Saturday, August 30, 2014
The Birthday (1915)
As an artist I have been ruminating on how to go about capturing a moment of romance. In Chagall's The Birthday (pictured above) we see an ever-present aspect of it depicted in art:
Fantasy, as it is depicted in Chagall's painting, is that distinctive faculty we have for imagining things - the product of which one recognizes in a painting, musical composition, or some other sensory-stimulating work of the imagination that involves our dwelling either consciously or subconsciously on the moment.
In Chagall's painting, two lovers are caught in the moment of a surprise kiss. She, moving flowers, perhaps that he delivered, into a vase; he, whipping around to steal a kiss. She is surprised, but her eyes are wide open, brining in the moment in a very personal way. Both are swept off their feet as furniture and objets de art fall upward, in the general direction of the sentiment displayed:
a heart that has been touched soars...
Throughout history, fantasy has taken on different meanings, with themes as different as the ages that cultivated them. In ancient civilizations, fantasy was that superfantastical realm of dragons and spirits in the east ...
c. 3800 BCE (China) Pig-dragon Pendant Hongshan Culture; Neolithic
...and demons in the west.
The Falling Angel (1923-47)
(This piece combines Biblical and Torah lore with the modern world and with Chagall's personal symbolism in a juxtaposition of images that attempt to summarize the many experiences the artist had over the course of his work on the painting)
During the Middle Ages, the prevailing fashion for fantasy was for grotesque distortions of human and animal forms. These figures filled the margins of illustrated manuscripts, while their carved equivalents adorned the façades of churches and public buildings.
Sermonizing artists provoked their public with terrifying visions of purgatory. The most imaginative artist in this field was Hieronymus Bosch.
The Garden of Earthly Delights (c. 1450-1516)
Fantastical images can be expressed utilizing the twisting, flowing, dream-like movements found in Chagall's whimsical paintings or in the hollowed-out eggshell bodies, demons with tree-like limbs, and man-eating birds with long, spiky beaks (Bosch) - or with entirely different imagery.
Fortunately, fantasy has not always been linked with terror. Renaissance artist Guiseppe Arcimboldo brought us novelty pictures in which the human head was composed out of an assemblage of fruit, flowers, or vegetables.
Our love of fantasy expresses our fascination with fables and fairies, folklore and myths. Our creation of these artworks or musical scores represents our desire to immerse ourselves in the production of these moments.
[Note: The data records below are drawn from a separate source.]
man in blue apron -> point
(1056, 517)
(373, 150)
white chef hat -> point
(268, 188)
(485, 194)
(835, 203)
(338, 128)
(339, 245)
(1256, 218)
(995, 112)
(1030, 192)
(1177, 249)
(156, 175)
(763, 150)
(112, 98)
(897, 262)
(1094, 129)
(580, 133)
To first experience an aspect of it in our own mind and then, afterwards, to produce that image, allows us to whisk others away with visually stunning fantasies we draw upon from our own personal flights of fancy. At the same time, these images are idealistic and romantic.
Love combines the physical combining of separate forces in their moment of ecstasy. Chagall's The Birthday is based on the artist's exploration of dreams and the human psyche that in turn produces an artifact from this experience.
Expressing love in art comes from the desire to creatively produce that which is free from the restraints of reason. In pursuing this aim, painters adopt a variety of personal styles. Some produce images that resemble hallucinations or dreams in which figures or objects are depicted in a startlingly realistic manner, juxtaposed in a way that defies rational analysis; others produce semi-abstract works by deliberating suppressing themselves in their automatic drawings.
Joan Miró is a leading example of this approach.
Ballet Romantic (1974)
However one imagines a romantic artwork, the artwork itself must surprise the painter as well as the viewer; if not, it will fail to resemble the workings of the subconscious mind at play.
I have not yet created this piece, but the expression of this highly sought after human sentiment is indeed weaving its way through my subconscious as I diligently work through creating the next 15 or so paintings for this upcoming exhibition.
Creating this many pieces of art (in such a short period of time) requires one to draw heavily upon the subconscious in search for these sentiments ... where they are found is between the artist and his or her canvas ... where they end up depends upon to whom these productions speak most.